SkyworkAI / Skywork

Skywork series models are pre-trained on 3.2TB of high-quality multilingual (mainly Chinese and English) and code data. We have open-sourced the model, training data, evaluation data, evaluation methods, etc. 天工系列模型在3.2TB高质量多语言和代码数据上进行预训练。我们开源了模型参数,训练数据,评估数据,评估方法。
Other
1.21k stars 111 forks source link

Questions about eval_loss.py #50

Closed chengeharrison closed 9 months ago

chengeharrison commented 9 months ago

In Line 58, we calculate the number of tokens using attention_mask = attention_mask[:, :-1] and torch.sum(attention_mask).item(). But do we need to shift attention mask? Maybe torch.sum(attention_mask).item() - batch_size(without shifting) is correct?

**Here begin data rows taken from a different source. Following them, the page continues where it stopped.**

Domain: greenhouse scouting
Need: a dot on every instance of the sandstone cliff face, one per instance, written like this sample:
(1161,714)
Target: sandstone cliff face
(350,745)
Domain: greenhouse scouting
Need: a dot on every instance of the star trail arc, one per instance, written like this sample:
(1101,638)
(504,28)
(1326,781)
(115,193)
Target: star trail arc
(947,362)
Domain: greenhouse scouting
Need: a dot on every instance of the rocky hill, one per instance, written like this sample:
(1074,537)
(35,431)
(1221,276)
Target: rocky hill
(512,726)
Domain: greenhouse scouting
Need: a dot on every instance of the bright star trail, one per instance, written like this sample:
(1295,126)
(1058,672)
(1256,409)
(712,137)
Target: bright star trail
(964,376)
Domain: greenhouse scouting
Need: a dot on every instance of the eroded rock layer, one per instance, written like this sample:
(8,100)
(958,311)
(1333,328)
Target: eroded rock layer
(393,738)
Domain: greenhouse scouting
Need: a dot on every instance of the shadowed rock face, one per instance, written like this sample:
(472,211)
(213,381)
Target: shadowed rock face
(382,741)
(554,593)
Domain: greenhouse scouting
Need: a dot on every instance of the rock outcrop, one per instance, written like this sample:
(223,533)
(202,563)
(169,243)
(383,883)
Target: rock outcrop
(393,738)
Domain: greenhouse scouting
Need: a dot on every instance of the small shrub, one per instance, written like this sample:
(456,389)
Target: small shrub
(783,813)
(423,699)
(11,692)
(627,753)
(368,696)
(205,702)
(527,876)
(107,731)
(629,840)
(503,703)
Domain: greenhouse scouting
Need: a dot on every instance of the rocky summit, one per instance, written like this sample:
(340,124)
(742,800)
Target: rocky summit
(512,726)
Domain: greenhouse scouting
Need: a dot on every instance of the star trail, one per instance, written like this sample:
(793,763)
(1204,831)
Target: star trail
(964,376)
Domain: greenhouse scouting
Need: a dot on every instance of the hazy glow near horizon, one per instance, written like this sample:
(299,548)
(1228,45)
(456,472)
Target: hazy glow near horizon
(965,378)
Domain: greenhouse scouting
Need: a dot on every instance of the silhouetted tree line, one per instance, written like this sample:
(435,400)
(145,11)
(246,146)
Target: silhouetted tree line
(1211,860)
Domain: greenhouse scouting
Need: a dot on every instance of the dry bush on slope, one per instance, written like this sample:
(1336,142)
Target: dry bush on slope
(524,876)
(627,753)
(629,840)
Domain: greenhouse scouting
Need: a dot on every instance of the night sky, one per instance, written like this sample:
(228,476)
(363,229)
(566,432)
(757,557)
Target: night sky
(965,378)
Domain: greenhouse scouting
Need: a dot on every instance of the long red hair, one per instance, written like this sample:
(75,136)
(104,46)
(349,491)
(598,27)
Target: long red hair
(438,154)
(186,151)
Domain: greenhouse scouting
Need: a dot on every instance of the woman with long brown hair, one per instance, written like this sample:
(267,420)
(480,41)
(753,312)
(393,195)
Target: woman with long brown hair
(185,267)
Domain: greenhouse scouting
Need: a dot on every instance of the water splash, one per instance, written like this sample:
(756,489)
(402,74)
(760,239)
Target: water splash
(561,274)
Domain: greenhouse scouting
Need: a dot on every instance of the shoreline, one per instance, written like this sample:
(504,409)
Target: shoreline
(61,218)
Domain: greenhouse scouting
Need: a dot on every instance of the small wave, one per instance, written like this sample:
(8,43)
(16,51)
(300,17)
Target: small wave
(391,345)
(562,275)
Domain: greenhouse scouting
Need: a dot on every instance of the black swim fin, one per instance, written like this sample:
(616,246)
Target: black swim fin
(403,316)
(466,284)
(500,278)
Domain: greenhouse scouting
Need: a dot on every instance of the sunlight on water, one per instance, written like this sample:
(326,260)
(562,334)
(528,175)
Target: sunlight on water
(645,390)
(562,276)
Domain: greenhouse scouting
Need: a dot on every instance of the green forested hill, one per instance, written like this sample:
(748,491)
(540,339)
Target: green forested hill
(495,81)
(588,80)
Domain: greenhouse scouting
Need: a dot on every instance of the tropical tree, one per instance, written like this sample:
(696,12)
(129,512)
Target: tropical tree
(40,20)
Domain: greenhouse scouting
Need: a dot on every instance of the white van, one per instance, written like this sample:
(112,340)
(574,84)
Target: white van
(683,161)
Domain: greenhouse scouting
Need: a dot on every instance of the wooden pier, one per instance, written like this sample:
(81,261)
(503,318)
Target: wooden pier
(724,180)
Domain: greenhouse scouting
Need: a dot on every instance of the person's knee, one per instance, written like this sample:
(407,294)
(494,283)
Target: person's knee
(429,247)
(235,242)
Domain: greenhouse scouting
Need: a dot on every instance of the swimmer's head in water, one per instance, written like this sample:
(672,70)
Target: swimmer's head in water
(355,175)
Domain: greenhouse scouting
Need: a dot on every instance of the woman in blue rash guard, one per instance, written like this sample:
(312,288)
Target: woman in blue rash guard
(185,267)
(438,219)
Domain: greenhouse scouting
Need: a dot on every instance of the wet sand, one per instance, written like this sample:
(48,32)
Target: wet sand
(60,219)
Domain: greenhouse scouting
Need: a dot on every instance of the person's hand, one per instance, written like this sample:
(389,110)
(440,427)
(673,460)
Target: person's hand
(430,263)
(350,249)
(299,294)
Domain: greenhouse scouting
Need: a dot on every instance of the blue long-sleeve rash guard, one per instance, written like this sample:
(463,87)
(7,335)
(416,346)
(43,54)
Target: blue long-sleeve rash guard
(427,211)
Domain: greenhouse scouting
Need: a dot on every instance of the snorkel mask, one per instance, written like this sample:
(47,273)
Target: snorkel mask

For example if the batch size is 2, the input_ids can be [[1, 2, 3], [1, 2, pad]] and the attention mask is [[True, True, True], [True, True, False]]. Using attention_mask = attention_mask[:, :-1] and torch.sum(attention_mask).item() will output 4 as the number of tokens. But actually the token number should be 3 because we only calculate logits on [2, 3] and [2, pad] (first label is shifted by label = label[:, 1: ]) and pad isn't counted as a valid token for calculating loss. If we set IGNORE_INDEX in labels according to attention_mask, we don't need shifted attention mask when calculating loss.

A code example:

import torch
from transformers import AutoTokenizer

tokenizer = AutoTokenizer.from_pretrained("Skywork/Skywork-13B-base", use_fast=False, trust_remote_code=True)

tokenizer.pad_token = tokenizer.eos_token

tokenized_texts = tokenizer(["This is an example text.", "这是一个实例文本,这句话比较长。"], add_special_tokens=False, padding=True, truncation=True, max_length=128, return_tensors="pt")

input_ids = tokenized_texts.input_ids
attention_mask = tokenized_texts.attention_mask

print(f"Input sequence length: {input_ids.size(1)}")
print("Input labels:")
print(input_ids)
print("Input attention mask:")
print(attention_mask)
print(f"num_tokens: {torch.sum(attention_mask).item() - input_ids.size(0)}")

shift_attention_mask = attention_mask[:, :-1]
print("Shifted attention mask:")
print(shift_attention_mask)
print(f"num_tokens: {torch.sum(shift_attention_mask).item()}")

output is:

Input sequence length: 13
Input labels:
tensor([[  910,   338,   385,  1342,  1426, 29889,     2,     2,     2,     2,
             2,     2,     2],
        [29871, 30810, 30392, 41176, 50921, 45522, 30214, 30810, 32760, 31852,
         40579, 31143, 30267]])
Input attention mask:
tensor([[1, 1, 1, 1, 1, 1, 0, 0, 0, 0, 0, 0, 0],
        [1, 1, 1, 1, 1, 1, 1, 1, 1, 1, 1, 1, 1]])
num_tokens: 17
Shifted attention mask:
tensor([[1, 1, 1, 1, 1, 1, 0, 0, 0, 0, 0, 0],
        [1, 1, 1, 1, 1, 1, 1, 1, 1, 1, 1, 1]])
num_tokens: 18

But from the Input labels output, it is obvious that the token num should be 17 (first sample 338 to 29889 and second 30810 to 30267).

chengeharrison commented 9 months ago

And typo in Line 77? Should be tokenizer.padding_side = "right" instead?

zhao1iang commented 9 months ago

Thank you for providing your feedback. We appreciate your comment and acknowledge the validity of your point. We will address the issue mentioned and rectify the typo in the upcoming upload.

zhao1iang commented 9 months ago

The typo and token number calculation issue in the eval_loss.py script have been addressed.